Nous avons analysé ce livre sans scrupule, parce qu'en dépit de sa célébrité passée il est si informe, si confus et d'un si mauvais goût, qu'il profite plus qu'il ne nuit à ce que nos cérémonies sacrées ont de majestueux et de vénérable. Ce n'est plus là Calvin, Théodore de Bèze, Ulric de Hutten, Henri Estienne, du Moulin, etc., etc.; il s'en faut de tout. Remarquons, à l'occasion de ces dialogues, que rien n'est si difficile que d'inté resser en philosophant par dialogues. Il faut, pour réussir en ce genre, une précision, une netteté d'idées, une vivacité d'esprit prodigieuses; qualités qui manquaient surtout à Viret. Le dialogue veut de l'action et non de la dissertation. Ce n'est pas trop que d'être un Platon pour disserter en dialoguant. Cicéron lui-même n'y suffit pas toujours, et l'excellence de ses dialogues tient surtout à ce qu'ils sont monologués. Conçoit-on que Pierre Viret ait été surnommé le Voltaire des calvinistes ? point d'autre Voltaire des calvinistes que Calvin ; ou plutôt Calvin est Calvin, et Voltaire Voltaire. Quant à Pierre Viret, aussi mauvais poète que méchant prosateur, s'il put avoir des succès dans la chaire satirique des réformateurs, à force de paroles et d'audace, il n'est plus rien aujourd'hui, bien qu'on paie fort cher ses écrits devenus rares.

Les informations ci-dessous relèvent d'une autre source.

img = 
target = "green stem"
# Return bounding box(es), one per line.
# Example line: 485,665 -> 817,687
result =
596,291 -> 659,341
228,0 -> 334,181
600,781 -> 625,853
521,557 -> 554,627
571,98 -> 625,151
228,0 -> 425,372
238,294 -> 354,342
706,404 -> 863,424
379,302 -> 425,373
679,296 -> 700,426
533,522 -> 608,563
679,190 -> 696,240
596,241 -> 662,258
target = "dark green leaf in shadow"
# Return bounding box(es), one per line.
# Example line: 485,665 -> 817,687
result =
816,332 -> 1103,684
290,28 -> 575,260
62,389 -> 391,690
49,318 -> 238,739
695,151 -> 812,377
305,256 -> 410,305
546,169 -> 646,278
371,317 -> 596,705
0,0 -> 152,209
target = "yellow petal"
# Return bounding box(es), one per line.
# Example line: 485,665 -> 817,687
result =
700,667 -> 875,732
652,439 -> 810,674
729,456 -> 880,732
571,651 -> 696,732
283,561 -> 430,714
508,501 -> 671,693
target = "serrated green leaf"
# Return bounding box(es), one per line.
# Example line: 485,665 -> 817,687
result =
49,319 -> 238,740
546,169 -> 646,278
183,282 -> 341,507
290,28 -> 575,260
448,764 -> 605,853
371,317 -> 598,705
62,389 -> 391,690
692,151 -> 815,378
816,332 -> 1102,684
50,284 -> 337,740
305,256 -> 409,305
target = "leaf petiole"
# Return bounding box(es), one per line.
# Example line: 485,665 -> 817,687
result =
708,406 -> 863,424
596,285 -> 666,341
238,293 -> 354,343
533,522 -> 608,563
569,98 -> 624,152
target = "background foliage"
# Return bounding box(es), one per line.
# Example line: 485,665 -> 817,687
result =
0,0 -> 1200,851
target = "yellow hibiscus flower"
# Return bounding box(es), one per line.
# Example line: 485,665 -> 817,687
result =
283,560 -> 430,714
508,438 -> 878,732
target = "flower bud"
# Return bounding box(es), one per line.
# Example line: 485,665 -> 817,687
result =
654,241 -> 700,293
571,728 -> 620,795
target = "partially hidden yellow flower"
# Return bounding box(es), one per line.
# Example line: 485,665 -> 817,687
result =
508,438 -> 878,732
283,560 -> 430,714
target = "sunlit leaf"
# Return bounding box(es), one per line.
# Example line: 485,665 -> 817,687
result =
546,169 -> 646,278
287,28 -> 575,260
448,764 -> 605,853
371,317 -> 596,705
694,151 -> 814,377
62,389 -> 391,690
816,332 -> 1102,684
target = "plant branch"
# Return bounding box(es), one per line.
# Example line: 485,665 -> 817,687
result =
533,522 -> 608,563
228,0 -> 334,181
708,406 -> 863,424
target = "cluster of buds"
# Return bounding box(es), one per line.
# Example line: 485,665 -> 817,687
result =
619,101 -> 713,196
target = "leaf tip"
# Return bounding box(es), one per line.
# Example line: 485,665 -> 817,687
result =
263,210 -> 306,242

M. Brunet constate que ses satires chrétiennes de la cuisine papale se sont, entre autres, vendues jusqu'à 100 fr. Or, ces satires, au nombre de huit, précédées d'un court avertissement et suivies de six petites pièces facétieuses en vers, ne forment que 131 pages contenues dans un petit in-8°, imprimé à Genève, en 1560, par Conrad Badius. L'auteur y paraît avoir

voulu reproduire, pour le peuple, sa physique papale. Dans ce dessein, il met sa théologie satirique en vers de huit pieds et s'efforce d'être plaisant; mais c'est l'ours qui danse. Il n'a ni gaîté, ni grace, et rachète ce défaut par un vice, celui d'un cynisme qui a fait reculer l'analyse de M. de la Vallière dans sa bibliothèque du Théâtre Français. Vainement les interlocuteurs Friquandouille, frère Thibauld et messire Nicaise essaient-ils, dans la septième satire, de rompre l'uniformité de ces diatribes plates et obscènes, le lecteur n'en peut être réjoui.

Et que disent-ils ? que les cieux
Pour de l'argent nous sont ouvers
Ils les nous vendent les pois vers
Et aux gris leurs amis invitent.

Alleluias, eleïzons

Sont aloyaux de venaisons,

Agios, himas sont andouilles.

Fressures, hachis, saupiquets,

Sont exorcismes bourriquets, etc., etc.

C'est sur ce ton que Viret parodie les sacremens, les cérémonies, les offices de l'Eglise et le culte des saints. Il compare la papauté à Proserpine, l'ange Gabriel au messager des dieux, traite les moines de traîne-couteaux et de marmitons, et décrit burlesquement le banquet du pape et des cardinaux dans le style le plus grossier et le plus plat qu'on puisse imaginer; après quoi, viennent messieurs les ministres réformés, qui chassent les convives et houspillent le grand patriarche Saoul d'Ouvrer, et le livre finit.